Clinical Trials

Inclusion Criteria: 

• Must have CDASI Activity score of greater than or equal to 14, and have failed at least 1 standard of care systemic treatment, (e.g., corticosteroids). 
• Confirmation of DM by the investigator and two of the following:
  • Gottron's papules;
  • Gottron's sign;
  • Heliotrope eruption;
  • Nailfold changes, (dilated capillary loops, capillary dropout, cuticular hypertrophy and/or rugged cuticles;
  • Photodistributed violaceous erythema, (skin that is exposed to sunlight and appears purplish/reddish, and patchy in appearance;
  • Positive DM serology. 
• Post DM diagnosis; standard of care workup for DM must have been completed prior to entry into this research study. 
• Willing to provide 6 biopsies during the course of the research study.

Exclusion Criteria: 

• Investigator site staff or members of their family. 
• Acute and Chronic present medical conditions. 
• Intake of greater than 15 mg of prednisone or equivalent per day. 
• Pregnant or breastfeeding females.
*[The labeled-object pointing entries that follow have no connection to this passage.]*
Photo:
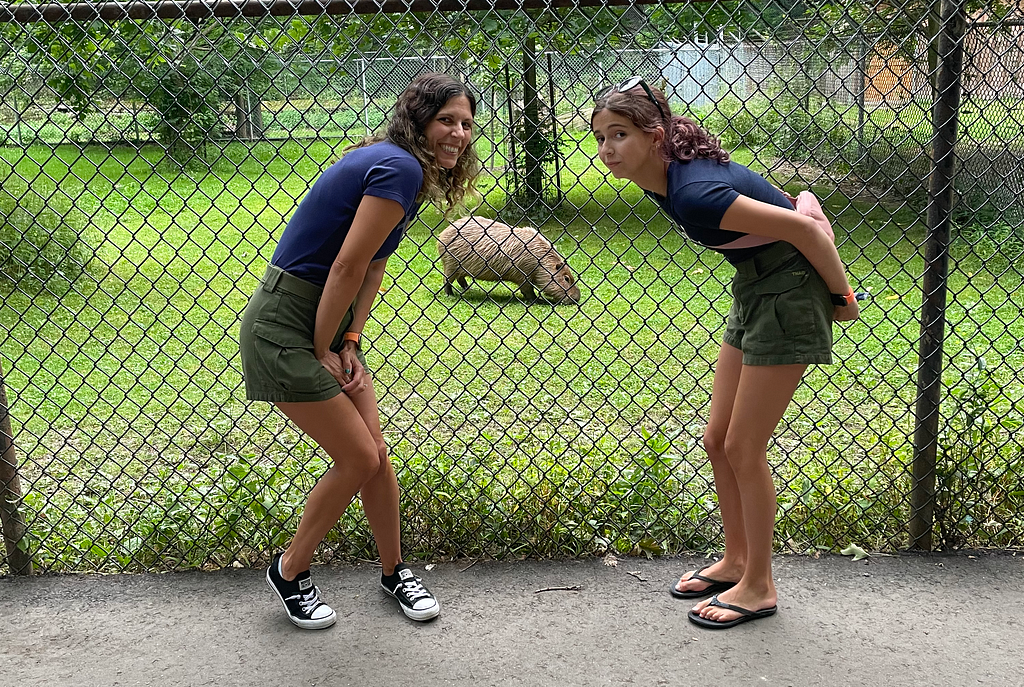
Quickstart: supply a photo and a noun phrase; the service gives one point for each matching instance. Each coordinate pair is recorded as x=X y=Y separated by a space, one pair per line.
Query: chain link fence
x=152 y=154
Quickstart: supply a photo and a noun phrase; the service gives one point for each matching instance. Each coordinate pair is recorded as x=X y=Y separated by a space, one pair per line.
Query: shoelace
x=415 y=590
x=308 y=602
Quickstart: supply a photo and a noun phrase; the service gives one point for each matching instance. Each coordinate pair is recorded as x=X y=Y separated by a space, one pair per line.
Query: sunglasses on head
x=627 y=85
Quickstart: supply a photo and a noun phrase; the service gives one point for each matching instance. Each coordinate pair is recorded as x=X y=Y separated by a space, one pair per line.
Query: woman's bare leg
x=762 y=397
x=338 y=428
x=380 y=492
x=730 y=360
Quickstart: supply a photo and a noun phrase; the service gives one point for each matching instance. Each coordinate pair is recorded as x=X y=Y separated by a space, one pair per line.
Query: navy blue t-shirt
x=699 y=192
x=314 y=233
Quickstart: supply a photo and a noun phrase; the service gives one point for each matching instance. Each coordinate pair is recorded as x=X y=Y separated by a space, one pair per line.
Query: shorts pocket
x=287 y=357
x=785 y=301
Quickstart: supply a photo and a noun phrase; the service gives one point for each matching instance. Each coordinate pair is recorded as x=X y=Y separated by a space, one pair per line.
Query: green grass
x=516 y=429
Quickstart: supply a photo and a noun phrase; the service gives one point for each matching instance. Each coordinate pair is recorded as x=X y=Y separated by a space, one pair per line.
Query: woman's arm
x=367 y=294
x=375 y=219
x=764 y=219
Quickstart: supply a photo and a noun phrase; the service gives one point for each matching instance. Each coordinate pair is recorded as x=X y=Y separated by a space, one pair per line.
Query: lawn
x=516 y=428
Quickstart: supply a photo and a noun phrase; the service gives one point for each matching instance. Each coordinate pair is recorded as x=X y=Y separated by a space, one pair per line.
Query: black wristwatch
x=841 y=299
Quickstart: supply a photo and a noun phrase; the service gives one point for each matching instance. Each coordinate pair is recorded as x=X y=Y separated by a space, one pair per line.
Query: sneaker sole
x=305 y=625
x=412 y=613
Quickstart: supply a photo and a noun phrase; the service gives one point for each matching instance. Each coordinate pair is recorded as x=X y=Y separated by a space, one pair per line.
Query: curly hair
x=415 y=109
x=684 y=140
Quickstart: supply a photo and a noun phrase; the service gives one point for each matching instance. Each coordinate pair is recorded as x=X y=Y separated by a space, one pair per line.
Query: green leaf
x=855 y=551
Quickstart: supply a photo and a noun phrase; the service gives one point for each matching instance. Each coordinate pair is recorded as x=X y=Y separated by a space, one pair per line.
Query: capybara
x=489 y=251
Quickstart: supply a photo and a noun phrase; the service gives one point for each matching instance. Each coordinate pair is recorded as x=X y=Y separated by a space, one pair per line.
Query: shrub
x=40 y=237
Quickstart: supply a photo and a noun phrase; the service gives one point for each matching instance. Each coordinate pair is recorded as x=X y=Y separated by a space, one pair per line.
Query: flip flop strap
x=697 y=575
x=728 y=606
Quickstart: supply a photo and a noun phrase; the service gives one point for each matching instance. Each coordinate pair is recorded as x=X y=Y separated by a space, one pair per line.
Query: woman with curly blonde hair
x=300 y=335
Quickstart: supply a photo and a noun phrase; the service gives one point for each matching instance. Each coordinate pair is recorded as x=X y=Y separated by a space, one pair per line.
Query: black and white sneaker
x=300 y=598
x=416 y=600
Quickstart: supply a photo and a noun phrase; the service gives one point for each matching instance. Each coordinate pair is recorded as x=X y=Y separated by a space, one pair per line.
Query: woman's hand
x=333 y=363
x=844 y=313
x=355 y=379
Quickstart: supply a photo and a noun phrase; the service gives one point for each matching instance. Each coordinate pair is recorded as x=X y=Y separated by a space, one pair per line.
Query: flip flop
x=714 y=587
x=745 y=614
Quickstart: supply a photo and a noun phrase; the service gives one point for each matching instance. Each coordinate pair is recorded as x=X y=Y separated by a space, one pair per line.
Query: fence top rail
x=200 y=9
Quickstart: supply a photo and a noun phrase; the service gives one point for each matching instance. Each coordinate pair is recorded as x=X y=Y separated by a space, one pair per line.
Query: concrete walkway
x=887 y=620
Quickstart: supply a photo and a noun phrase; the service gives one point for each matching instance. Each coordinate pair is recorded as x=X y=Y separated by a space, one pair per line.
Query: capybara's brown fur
x=489 y=251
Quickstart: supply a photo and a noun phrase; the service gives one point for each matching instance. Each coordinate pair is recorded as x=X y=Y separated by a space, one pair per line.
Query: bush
x=40 y=237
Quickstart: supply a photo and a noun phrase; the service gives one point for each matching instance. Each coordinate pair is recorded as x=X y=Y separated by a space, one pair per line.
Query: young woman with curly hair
x=790 y=286
x=300 y=335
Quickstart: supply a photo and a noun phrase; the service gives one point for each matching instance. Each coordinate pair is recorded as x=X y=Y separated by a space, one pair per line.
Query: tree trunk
x=534 y=137
x=248 y=115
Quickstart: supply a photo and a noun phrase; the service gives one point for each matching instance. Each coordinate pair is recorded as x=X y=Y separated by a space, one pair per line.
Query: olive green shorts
x=781 y=312
x=276 y=342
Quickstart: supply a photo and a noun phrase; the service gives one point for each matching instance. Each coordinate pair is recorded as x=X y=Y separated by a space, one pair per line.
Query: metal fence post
x=940 y=195
x=10 y=494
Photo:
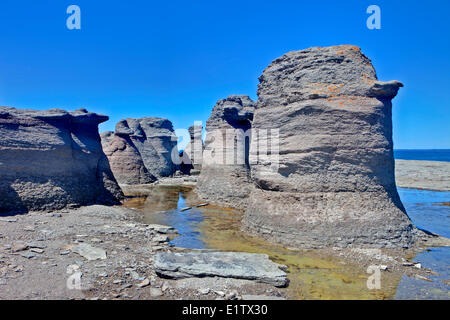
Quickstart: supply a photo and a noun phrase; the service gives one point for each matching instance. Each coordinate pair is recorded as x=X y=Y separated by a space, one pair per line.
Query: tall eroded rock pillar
x=225 y=175
x=334 y=184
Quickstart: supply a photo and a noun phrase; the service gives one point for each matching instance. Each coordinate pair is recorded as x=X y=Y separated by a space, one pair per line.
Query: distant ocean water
x=428 y=155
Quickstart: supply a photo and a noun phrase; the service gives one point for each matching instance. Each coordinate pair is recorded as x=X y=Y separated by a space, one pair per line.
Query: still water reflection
x=311 y=276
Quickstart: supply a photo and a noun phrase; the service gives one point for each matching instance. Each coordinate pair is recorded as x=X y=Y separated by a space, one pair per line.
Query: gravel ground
x=37 y=260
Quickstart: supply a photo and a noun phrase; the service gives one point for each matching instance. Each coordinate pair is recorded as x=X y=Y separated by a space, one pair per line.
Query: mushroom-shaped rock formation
x=225 y=175
x=333 y=183
x=53 y=159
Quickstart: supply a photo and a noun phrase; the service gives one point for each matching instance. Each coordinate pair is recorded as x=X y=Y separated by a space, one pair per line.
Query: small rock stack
x=140 y=150
x=225 y=174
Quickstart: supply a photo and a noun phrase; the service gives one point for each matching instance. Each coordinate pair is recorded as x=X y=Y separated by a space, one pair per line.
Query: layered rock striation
x=140 y=150
x=333 y=181
x=225 y=175
x=53 y=159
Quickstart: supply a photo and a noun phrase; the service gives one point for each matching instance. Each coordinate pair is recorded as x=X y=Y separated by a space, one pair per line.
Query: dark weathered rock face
x=140 y=150
x=225 y=175
x=125 y=160
x=193 y=153
x=334 y=184
x=53 y=159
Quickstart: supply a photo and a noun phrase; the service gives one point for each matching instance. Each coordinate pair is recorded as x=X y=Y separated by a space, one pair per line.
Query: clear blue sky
x=174 y=59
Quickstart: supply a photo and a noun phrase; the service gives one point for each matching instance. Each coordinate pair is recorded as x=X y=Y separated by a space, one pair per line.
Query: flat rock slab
x=236 y=265
x=162 y=229
x=89 y=252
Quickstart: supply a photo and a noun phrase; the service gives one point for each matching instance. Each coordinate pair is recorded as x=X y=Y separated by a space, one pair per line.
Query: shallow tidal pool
x=312 y=274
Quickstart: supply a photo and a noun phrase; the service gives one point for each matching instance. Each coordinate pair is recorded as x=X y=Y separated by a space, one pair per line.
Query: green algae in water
x=311 y=275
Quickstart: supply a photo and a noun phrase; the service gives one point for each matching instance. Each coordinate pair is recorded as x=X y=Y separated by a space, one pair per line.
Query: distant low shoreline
x=423 y=154
x=424 y=175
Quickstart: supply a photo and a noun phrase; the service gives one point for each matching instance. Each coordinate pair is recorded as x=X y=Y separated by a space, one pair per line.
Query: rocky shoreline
x=40 y=251
x=308 y=167
x=115 y=254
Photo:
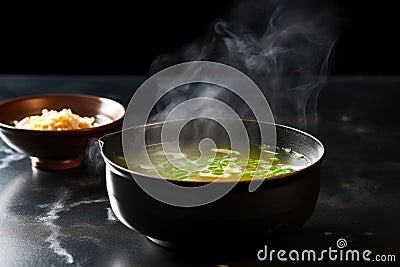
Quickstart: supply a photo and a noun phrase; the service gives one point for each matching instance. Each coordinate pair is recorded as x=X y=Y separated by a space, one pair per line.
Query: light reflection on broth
x=221 y=162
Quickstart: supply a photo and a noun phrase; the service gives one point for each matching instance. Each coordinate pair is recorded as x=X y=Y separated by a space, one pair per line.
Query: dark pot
x=278 y=205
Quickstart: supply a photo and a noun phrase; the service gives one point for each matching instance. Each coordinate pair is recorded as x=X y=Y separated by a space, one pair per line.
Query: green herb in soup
x=218 y=163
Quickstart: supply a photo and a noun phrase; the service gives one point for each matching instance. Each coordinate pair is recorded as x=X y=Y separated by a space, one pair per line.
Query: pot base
x=50 y=164
x=162 y=243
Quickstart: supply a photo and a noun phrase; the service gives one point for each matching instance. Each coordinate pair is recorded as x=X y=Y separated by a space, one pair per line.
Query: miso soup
x=222 y=162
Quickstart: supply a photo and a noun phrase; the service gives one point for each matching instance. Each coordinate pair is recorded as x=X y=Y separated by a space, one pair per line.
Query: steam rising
x=283 y=46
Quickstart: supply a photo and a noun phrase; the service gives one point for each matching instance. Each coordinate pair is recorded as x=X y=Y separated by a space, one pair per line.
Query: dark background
x=116 y=39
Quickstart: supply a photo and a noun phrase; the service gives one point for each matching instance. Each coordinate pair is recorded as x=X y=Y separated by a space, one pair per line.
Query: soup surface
x=217 y=163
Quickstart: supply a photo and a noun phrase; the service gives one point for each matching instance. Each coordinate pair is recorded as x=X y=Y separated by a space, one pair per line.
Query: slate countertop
x=64 y=218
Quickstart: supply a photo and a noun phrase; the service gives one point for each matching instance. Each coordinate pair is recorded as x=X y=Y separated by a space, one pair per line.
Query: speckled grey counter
x=64 y=218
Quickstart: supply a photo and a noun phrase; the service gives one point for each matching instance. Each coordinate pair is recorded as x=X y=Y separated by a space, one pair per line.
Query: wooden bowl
x=57 y=150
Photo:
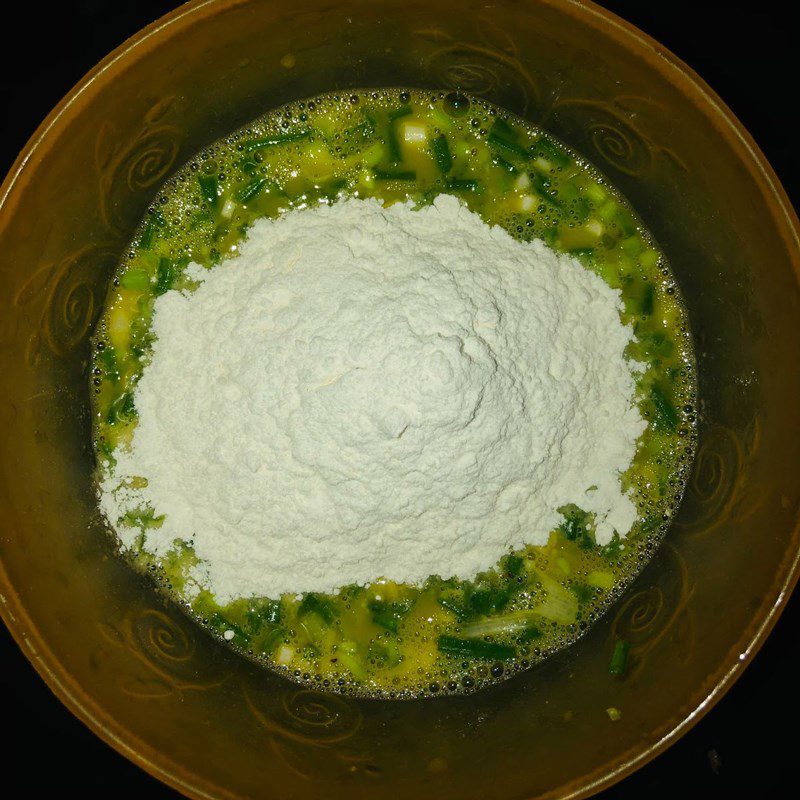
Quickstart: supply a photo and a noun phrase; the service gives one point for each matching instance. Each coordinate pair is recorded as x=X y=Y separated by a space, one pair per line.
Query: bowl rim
x=73 y=696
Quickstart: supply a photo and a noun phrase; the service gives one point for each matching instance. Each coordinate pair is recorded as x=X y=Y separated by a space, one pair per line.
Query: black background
x=747 y=51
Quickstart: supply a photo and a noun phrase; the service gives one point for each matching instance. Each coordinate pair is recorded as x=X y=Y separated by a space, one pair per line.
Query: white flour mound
x=369 y=392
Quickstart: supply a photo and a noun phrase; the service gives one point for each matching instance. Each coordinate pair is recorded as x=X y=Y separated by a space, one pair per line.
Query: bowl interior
x=170 y=697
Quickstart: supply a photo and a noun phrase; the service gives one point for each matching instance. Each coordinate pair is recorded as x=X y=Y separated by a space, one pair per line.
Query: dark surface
x=746 y=51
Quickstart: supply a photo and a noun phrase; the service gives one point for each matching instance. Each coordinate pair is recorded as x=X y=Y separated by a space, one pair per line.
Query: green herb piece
x=251 y=190
x=122 y=409
x=441 y=154
x=392 y=142
x=486 y=600
x=137 y=279
x=477 y=649
x=165 y=276
x=503 y=137
x=613 y=550
x=314 y=604
x=576 y=526
x=499 y=161
x=619 y=659
x=541 y=185
x=505 y=131
x=209 y=188
x=464 y=185
x=647 y=302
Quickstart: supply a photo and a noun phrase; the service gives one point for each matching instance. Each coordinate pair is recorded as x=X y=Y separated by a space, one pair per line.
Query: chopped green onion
x=441 y=154
x=665 y=417
x=392 y=141
x=505 y=131
x=463 y=185
x=314 y=604
x=619 y=659
x=541 y=186
x=209 y=186
x=476 y=649
x=165 y=276
x=387 y=615
x=499 y=161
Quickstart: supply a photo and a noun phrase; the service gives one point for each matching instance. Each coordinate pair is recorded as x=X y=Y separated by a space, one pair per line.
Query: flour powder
x=369 y=392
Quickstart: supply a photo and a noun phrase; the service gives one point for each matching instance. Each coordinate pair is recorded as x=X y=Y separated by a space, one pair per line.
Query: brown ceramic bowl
x=213 y=725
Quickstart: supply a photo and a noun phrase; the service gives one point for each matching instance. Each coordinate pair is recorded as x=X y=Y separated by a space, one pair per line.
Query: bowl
x=213 y=725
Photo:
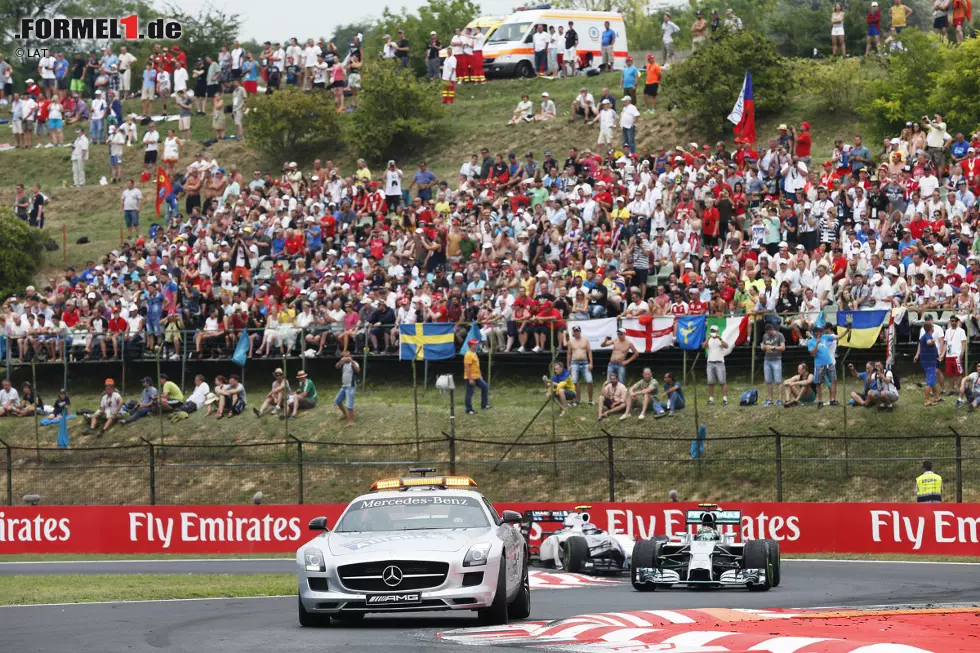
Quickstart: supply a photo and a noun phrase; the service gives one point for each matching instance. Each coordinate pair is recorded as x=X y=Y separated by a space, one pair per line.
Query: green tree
x=293 y=125
x=397 y=112
x=706 y=84
x=21 y=250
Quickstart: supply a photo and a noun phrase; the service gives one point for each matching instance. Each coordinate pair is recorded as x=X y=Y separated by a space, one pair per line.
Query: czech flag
x=427 y=341
x=865 y=327
x=164 y=187
x=743 y=113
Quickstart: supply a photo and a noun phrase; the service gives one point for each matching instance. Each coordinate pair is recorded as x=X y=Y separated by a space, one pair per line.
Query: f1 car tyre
x=520 y=607
x=309 y=619
x=755 y=555
x=774 y=559
x=496 y=614
x=644 y=555
x=576 y=552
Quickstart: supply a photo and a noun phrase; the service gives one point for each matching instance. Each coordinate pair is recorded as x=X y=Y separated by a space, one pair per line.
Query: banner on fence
x=934 y=529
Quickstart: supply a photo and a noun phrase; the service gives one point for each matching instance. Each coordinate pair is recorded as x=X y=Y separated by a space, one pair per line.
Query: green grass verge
x=28 y=590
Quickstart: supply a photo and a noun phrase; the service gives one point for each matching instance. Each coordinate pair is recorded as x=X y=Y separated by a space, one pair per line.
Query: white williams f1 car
x=708 y=557
x=579 y=545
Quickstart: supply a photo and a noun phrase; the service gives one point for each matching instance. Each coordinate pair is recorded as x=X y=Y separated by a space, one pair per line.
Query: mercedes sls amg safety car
x=415 y=543
x=709 y=557
x=577 y=545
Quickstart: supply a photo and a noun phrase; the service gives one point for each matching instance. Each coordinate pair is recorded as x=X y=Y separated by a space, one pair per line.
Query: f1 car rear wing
x=733 y=517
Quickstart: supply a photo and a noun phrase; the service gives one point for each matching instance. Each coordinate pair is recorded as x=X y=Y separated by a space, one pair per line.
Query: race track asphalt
x=269 y=624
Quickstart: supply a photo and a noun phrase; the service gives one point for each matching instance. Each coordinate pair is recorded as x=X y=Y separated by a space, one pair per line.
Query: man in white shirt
x=79 y=155
x=627 y=121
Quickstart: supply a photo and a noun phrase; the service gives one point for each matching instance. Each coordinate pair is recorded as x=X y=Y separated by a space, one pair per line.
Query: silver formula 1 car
x=415 y=543
x=709 y=557
x=579 y=545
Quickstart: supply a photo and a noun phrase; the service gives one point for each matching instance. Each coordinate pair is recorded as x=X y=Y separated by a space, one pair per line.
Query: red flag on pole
x=743 y=113
x=164 y=187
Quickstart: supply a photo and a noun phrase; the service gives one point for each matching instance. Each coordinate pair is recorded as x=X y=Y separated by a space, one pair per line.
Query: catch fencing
x=599 y=467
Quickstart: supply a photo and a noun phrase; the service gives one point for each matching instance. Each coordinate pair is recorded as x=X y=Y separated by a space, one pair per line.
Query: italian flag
x=733 y=330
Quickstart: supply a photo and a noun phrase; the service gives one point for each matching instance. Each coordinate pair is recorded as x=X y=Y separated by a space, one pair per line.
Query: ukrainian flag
x=865 y=327
x=430 y=341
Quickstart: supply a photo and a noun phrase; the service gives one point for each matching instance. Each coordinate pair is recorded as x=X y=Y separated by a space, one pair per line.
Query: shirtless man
x=799 y=387
x=579 y=360
x=623 y=354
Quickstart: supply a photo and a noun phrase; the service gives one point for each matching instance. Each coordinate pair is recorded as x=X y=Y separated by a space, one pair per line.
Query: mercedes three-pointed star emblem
x=392 y=576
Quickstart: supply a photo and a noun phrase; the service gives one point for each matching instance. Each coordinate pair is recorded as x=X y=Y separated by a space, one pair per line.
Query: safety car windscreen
x=411 y=513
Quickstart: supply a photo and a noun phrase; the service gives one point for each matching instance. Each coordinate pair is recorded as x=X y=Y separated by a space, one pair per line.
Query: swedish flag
x=427 y=341
x=865 y=327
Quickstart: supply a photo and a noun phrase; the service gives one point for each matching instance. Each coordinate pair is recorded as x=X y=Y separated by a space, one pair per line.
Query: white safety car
x=709 y=557
x=415 y=543
x=579 y=545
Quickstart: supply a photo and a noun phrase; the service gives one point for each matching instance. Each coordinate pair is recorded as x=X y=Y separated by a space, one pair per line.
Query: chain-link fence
x=770 y=467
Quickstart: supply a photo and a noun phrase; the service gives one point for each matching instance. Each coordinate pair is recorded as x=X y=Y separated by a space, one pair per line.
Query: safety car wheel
x=520 y=607
x=496 y=614
x=755 y=555
x=576 y=552
x=645 y=556
x=310 y=619
x=775 y=561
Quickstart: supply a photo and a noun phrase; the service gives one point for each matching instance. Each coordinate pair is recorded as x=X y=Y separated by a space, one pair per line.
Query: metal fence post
x=779 y=464
x=959 y=465
x=299 y=468
x=611 y=456
x=153 y=471
x=10 y=472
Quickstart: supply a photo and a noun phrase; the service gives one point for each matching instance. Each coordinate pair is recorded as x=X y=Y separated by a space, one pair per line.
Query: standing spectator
x=627 y=122
x=79 y=155
x=561 y=387
x=644 y=391
x=401 y=49
x=9 y=399
x=238 y=98
x=449 y=78
x=668 y=29
x=873 y=20
x=716 y=347
x=541 y=41
x=652 y=84
x=148 y=90
x=474 y=379
x=630 y=75
x=349 y=369
x=432 y=58
x=837 y=30
x=773 y=346
x=132 y=204
x=571 y=49
x=109 y=407
x=674 y=396
x=613 y=398
x=608 y=47
x=927 y=354
x=151 y=139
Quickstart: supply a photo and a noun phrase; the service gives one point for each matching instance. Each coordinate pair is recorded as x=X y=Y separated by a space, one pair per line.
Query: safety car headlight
x=314 y=560
x=477 y=555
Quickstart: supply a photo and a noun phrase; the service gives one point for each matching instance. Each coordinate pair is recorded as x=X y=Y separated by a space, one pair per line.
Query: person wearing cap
x=668 y=28
x=651 y=87
x=717 y=349
x=561 y=387
x=276 y=399
x=623 y=353
x=148 y=401
x=627 y=122
x=305 y=396
x=110 y=405
x=579 y=360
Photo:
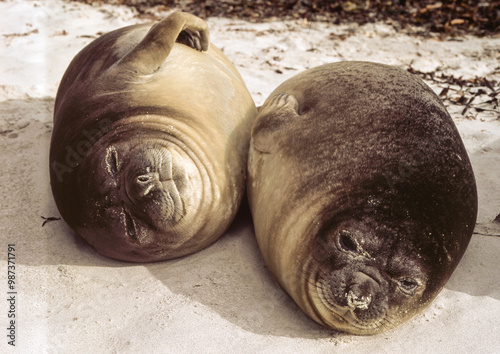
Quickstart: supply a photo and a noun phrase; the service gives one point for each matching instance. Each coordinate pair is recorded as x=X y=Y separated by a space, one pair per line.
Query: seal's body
x=150 y=141
x=362 y=194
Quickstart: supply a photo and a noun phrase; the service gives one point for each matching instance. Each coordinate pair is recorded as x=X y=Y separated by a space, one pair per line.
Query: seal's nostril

Fertile men and women who will not comply with the use of 2 effective birth control methods as per the research protocol. 
• Have required management of acute or chronic infections. 
• Have pre-existing demyelinating disorder such as multiple sclerosis, or other severe neurological deficits. 
• Clinically significant lab abnormalities.
• Any health condition that may be worsened by immunosuppression.